Some 17,000 soldiers and police have been deployed in the Mexican resort city of Acapulco, where there has been widespread looting since a powerful hurricane hit the region.

Videos show people taking food and water from shops, while others walk away with expensive electronic items and clothes from shopping centres.

Thirty-nine people are now known to have died in Hurricane Otis.

Hundreds of thousands of people remain without power and water.

Otis made landfall on the Pacific coast on Wednesday, with winds reaching 165mph (266 km/h). It had intensified from a tropical storm into a category five hurricane – the most severe category – in just 12 hours.

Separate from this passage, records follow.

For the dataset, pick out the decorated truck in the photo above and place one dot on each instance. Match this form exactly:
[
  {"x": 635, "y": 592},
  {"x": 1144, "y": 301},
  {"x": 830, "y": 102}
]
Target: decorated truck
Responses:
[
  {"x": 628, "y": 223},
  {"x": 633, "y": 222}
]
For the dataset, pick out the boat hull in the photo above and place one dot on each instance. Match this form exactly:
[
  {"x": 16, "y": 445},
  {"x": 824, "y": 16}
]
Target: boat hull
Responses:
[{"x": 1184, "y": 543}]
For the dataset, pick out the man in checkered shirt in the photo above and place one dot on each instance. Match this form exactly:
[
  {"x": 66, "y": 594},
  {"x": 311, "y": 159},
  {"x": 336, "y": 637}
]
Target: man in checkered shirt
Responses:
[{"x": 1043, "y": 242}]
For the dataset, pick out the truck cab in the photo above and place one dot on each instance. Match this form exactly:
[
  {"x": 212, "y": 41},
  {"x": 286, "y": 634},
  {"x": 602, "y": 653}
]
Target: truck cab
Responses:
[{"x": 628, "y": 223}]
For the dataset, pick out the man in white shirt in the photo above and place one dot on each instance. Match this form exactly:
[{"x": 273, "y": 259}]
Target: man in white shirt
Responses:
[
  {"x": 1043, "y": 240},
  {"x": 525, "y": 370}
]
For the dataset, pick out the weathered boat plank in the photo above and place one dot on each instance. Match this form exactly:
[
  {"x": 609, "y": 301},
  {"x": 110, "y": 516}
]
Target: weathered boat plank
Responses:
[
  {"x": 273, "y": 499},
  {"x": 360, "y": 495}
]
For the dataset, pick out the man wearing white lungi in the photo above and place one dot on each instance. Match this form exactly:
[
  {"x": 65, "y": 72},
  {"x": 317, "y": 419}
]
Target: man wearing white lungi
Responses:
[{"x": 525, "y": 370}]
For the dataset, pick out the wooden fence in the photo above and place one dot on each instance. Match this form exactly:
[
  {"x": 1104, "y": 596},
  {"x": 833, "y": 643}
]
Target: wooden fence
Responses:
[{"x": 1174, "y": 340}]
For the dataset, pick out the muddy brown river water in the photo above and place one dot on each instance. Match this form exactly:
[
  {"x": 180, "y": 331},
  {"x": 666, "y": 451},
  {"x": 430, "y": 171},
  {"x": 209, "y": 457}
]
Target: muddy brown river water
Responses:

Acapulco was among the areas worst hit in Mexico, with 80% of the resort’s hotels damaged and streets flooded.

The death toll rose to 39 on Saturday – 29 men and 10 women, the government said, while at least 10 are missing.

Videos have been uploaded to social media showing looting in hard-hit neighbourhoods as food and water supplies run increasingly low.

The main road linking Acapulco to the rest of the country has only now been reopened, allowing the delivery of essential goods to the city.

In the Renacimiento neighbourhood, residents have been left angered by the lack of aid.

“The government hasn’t given us any help, not even hope,” Apolonio Maldonado told Reuters news agency, lifting his feet from the water to show deep red cuts on his shins.

“They haven’t left any food, or even mattresses or cots.”

President Andrés Manuel López Obrador has promised to help rebuild the city, but has accused his political rivals of exaggerating the extent of the looting to discredit his government before next year’s presidential election.

“They circle like vultures, they don’t care about people’s pain, they want to hurt us, for there to have been lots of deaths,” he said in a video uploaded to social media.

Officials say Otis was the most powerful storm to ever hit Mexico’s Pacific coast, leaving a trail of devastation estimated at billions of dollars.